Scientific advances have prompted a reevaluation of the potential role for TTh in men with PCa, particularly as TTh has been shown to provide important symptomatic and general health benefits to men with testosterone deficiency (TD), including many men with PCa who may expect to live 30–50 years after diagnosis.

Areas covered: This review outlines the historical underpinnings of the historical belief that TTh ‘fuels’ PCa and the experimental and clinical studies that have radically altered this view, including description of the saturation model. The authors review studies of TTh in men with PCa following radical prostatectomy and radiation therapy, in men on active surveillance, and in men with advanced or metastatic PCa.

Expert opinion: TTh provides important symptomatic and overall health benefits for men with PCa who have TD. Although more safety studies are needed, TTh is a reasonable therapeutic option for men with low-risk PCa after surgery or radiation. Data in men on active surveillance are limited, but initial reports are reassuring.
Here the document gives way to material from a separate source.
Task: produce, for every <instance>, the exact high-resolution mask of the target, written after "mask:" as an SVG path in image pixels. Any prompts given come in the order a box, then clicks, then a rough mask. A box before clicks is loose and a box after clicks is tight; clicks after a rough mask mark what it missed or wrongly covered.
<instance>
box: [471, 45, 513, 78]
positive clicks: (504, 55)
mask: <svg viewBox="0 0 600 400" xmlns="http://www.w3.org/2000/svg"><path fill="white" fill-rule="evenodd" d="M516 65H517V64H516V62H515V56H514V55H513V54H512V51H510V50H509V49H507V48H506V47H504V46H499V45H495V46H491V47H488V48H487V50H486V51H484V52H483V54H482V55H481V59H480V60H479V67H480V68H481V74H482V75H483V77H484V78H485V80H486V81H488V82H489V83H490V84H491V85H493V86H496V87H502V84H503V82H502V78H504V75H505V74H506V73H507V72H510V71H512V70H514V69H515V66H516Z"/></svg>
Morgentaler A, Caliber M. Safety of testosterone therapy in men with prostate cancer. Expert opinion on drug safety 2019:1-12. https://doi.org/10.1080/14740338.2019.1666103

 

[Michael Scally MD]

Huynh LM, Ahlering TE. Challenging beliefs of testosterone therapy and prostate cancer. Nature Reviews Urology 2019. https://doi.org/10.1038/s41585-019-0253-8

The relationship between testosterone therapy and prostate cancer continues to challenge historic and current beliefs. A new cohort analysis revealed a ~33% reduction in prostate cancer incidence in men with increased testosterone use. The mechanisms underlying this protective effect are unclear, but these findings challenge current paradigms and warrant further investigation.